The sound level in decibels is typically expressed as β = 10 log (I/I0), but since sound is a pressure wave, the sound level can be expressed in terms of a pressure difference. Intensity depends on the amplitude squared, so the expression is β = 20 log (P/P0), where P0 is the smallest pressure difference noticeable by the ear: P0 = 2.00·10-5 Pa.
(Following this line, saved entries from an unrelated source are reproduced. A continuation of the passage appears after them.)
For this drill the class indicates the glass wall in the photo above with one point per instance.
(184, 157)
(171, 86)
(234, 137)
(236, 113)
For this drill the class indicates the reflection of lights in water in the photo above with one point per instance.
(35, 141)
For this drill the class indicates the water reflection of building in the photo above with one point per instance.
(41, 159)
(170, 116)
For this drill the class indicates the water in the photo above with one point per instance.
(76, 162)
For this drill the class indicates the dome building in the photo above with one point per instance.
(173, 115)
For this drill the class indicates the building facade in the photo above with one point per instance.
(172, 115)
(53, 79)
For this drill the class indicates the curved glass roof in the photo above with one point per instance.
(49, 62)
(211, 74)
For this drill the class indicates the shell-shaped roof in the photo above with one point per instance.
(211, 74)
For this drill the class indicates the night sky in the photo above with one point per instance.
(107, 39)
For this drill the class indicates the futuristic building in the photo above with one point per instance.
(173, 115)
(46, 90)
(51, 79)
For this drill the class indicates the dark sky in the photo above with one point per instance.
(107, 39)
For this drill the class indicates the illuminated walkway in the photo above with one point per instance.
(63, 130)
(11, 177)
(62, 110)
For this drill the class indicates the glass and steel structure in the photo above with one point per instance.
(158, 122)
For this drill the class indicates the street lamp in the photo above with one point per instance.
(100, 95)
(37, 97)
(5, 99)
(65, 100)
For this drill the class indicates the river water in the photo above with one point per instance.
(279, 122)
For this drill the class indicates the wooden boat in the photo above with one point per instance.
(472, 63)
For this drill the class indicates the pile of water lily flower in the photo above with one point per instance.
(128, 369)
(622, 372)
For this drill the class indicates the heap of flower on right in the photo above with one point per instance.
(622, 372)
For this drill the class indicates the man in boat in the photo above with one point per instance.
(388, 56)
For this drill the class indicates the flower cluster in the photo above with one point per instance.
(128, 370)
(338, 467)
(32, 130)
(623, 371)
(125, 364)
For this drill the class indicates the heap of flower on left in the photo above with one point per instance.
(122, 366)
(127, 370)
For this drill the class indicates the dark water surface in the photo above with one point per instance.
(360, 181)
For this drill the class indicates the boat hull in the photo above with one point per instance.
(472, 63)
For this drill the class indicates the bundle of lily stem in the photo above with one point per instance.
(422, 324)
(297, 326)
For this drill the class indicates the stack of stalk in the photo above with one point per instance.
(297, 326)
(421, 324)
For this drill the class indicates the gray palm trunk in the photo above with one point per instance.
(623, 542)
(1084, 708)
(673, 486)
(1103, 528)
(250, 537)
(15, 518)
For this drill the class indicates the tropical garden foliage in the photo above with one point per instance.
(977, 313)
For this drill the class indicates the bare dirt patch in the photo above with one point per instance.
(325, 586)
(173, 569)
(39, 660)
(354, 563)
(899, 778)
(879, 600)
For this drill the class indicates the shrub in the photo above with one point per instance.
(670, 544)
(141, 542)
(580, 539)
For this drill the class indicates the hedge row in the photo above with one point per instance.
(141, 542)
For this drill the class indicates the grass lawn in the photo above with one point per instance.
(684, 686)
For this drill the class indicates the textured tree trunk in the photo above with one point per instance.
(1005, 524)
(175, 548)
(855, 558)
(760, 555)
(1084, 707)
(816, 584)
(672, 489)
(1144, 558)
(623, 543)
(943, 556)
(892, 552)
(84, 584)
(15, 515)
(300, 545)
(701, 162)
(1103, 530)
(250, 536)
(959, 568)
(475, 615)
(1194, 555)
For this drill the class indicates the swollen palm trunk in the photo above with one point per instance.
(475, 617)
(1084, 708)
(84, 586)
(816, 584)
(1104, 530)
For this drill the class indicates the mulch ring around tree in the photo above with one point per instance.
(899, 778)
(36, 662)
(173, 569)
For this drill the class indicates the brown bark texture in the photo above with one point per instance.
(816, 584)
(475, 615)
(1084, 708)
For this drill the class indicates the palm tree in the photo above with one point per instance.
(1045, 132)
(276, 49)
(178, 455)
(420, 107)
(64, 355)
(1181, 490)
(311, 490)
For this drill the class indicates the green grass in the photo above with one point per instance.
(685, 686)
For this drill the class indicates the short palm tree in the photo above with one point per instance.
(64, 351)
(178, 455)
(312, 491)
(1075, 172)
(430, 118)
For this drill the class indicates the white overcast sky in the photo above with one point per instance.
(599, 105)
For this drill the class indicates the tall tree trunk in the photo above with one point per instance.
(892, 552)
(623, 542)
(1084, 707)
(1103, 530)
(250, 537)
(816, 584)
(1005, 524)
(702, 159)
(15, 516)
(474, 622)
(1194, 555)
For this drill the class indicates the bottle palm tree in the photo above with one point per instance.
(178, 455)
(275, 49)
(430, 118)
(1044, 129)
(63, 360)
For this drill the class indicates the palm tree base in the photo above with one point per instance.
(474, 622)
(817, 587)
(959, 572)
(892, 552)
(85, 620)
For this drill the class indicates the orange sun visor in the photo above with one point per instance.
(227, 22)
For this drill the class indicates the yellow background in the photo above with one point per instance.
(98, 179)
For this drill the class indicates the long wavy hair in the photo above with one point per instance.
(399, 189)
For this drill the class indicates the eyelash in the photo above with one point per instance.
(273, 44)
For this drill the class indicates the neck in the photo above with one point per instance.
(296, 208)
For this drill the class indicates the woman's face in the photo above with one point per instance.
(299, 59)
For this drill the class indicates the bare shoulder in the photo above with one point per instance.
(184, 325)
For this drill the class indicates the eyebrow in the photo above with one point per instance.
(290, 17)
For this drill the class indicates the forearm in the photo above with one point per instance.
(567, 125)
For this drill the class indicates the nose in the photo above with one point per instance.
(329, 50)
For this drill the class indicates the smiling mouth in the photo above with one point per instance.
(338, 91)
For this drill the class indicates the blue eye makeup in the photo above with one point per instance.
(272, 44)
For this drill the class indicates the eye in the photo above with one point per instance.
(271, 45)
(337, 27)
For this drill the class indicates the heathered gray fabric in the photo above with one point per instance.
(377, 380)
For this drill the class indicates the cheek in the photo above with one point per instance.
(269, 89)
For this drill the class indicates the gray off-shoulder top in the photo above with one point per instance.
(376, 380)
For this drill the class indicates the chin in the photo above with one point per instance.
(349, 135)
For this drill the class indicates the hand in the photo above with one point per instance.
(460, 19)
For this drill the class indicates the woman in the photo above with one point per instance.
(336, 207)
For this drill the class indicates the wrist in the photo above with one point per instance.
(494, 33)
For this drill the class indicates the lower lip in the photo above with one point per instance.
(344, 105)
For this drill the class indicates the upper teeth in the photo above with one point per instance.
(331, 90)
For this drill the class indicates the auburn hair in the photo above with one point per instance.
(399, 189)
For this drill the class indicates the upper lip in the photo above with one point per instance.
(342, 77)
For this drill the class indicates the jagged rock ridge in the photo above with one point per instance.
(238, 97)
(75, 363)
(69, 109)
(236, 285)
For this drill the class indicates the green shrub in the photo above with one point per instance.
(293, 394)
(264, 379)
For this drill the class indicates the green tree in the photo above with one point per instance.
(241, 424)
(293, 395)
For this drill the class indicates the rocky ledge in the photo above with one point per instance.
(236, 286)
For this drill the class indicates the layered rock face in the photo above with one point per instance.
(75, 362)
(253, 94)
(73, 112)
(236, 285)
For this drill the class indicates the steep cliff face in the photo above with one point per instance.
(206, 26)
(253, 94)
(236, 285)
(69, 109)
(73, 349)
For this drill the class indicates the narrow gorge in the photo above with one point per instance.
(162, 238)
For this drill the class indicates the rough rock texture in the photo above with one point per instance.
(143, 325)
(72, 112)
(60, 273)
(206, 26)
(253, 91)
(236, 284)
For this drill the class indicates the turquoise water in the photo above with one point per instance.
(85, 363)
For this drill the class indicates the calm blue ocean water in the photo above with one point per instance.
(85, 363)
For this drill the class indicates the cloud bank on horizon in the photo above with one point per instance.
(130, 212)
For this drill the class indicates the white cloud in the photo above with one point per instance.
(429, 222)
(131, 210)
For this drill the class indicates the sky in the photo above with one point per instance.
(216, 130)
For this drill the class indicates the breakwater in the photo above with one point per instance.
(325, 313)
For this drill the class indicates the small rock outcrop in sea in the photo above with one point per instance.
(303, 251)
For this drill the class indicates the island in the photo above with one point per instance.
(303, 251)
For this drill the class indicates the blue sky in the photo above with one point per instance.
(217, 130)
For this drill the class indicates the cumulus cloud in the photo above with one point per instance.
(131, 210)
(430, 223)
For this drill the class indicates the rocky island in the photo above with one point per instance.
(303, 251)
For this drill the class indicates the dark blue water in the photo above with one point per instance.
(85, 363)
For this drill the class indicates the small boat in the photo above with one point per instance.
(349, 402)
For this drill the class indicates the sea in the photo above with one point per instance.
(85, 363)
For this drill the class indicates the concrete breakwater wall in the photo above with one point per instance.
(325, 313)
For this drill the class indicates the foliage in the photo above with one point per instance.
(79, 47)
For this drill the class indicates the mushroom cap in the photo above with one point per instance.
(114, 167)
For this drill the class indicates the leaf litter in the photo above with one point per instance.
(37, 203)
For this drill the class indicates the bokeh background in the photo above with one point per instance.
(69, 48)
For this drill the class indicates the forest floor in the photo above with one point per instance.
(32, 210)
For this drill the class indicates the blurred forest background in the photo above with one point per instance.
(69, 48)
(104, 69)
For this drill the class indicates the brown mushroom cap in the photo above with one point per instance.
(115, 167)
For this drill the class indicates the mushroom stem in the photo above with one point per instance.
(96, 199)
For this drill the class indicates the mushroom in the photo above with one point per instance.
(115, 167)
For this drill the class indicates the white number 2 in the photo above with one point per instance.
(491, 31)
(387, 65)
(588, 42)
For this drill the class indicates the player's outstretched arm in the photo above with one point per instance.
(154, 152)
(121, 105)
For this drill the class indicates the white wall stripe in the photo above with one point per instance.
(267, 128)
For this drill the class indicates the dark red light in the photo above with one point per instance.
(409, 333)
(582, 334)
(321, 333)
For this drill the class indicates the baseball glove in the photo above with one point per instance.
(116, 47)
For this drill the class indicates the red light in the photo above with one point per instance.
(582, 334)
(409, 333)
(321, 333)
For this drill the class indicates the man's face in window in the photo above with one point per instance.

A hair dryer has a sound level of 79 dB, find the amplitude of the pressure wave generated by this hair dryer
20Log(P/Po) = 79db,
Divide both sides by 20:
Log(P/Po) = 3.95,
P/Po = 10^3.95,
Multiply both sides by Po:
P = 10^3.95 * Po,
P = 1*10^3.95 * 2*10^-5,
P = 2*10^-1.05 = 0.1783.
To find the amplitude of the pressure wave generated by the hair dryer, we'll use the formula:
β = 20 log (P/P0)
We know that the sound level (β) of the hair dryer is 79 dB. So we can substitute this value in the formula:
79 = 20 log (P/P0)
To find P, we need to rearrange the formula:
P/P0 = 10^(β/20)
Now, we can substitute the known values:
P/P0 = 10^(79/20)
P/P0 = 10^3.95
P/P0 ≈ 7943.28
Now, we can solve for P by multiplying both sides of the equation by P0:
P = P0 * (10^(β/20))
Substituting the value of P0:
P ≈ (2.00·10^-5) * (10^(79/20))
P ≈ 6.32 * 10^-2 Pa
Therefore, the amplitude of the pressure wave generated by the hair dryer is approximately 6.32 * 10^-2 Pa.